I have a statsforecast arima model, and would like to perform rolling h-step predictions.
My model is trained on very large quantity of data, so I do not want to retrain the model as new data comes in - essentially I want to use the actual new observations to predict the next h values, without using those observation as part of training.
How can that be done? The model.predict() only allows to predict h-steps after the end of the training set, and does not allow me to append any new observations without training on them before.
I see that the second notebook you sent is on transfer learning. There might have been a misunderstanding, I am not trying to predict a different time series, just the continuation of the time series as new data comes in - precisely the use case for the ARIMA model.
How are the statsforecasts models used when actually featuring in a pipeline? Do they have to be retrained by scratch after every observation?

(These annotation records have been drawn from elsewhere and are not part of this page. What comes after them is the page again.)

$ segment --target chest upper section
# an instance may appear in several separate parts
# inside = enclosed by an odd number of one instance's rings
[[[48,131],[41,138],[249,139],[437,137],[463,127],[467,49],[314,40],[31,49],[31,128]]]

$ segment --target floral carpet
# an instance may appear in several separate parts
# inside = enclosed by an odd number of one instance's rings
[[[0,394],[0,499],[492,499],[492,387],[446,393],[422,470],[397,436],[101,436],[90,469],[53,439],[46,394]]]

Thank you again for your time and help
07/08/2022, 3:19 PM
Sorry, maybe I wasn’t very clear. The case of predicting a time series with a pre-trained model on that same time series could be understood as a very specific case of transfer learning.
In other words, you could follow the Colab and use the model you trained on your data to predict your own and same data. Hopefully, you will achieve your practical goals. Namely: saving time on new training without compromising too much accuracy.
Regarding `statsforecast`: currently yo do have to retrain every time you want to update the model with new data. That doesn’t necessarily mean you have too retrain with every new observation.
Example: you want to predict the next 48 hours every 24 hours although you get new info every hour. In that case you would retrain from scratch every 24 hours, say at noon.
In an oversimplification, how people tend to deploy this models into production is by orchestrating workflows or pipelines that:
1. Extract data, do some wrangling and load to memory every so and so or given a specific event
2. Run the algorithms. Sometimes people run different models and then choose the best one bases on defined error metrics.
3. Output the prediction somewhere
For simple pipelines we have seen people use tools like cron on servers on the cloud.
For more complicated pipelines you can use things like Prefect, Airflow, Ray, Mlflow and even run the computation on clusters of different machines. If you use spot instances, this process is actually quite cheap and fast.
I’m sure you knew most of this stuff but wanted to be as clear as possible.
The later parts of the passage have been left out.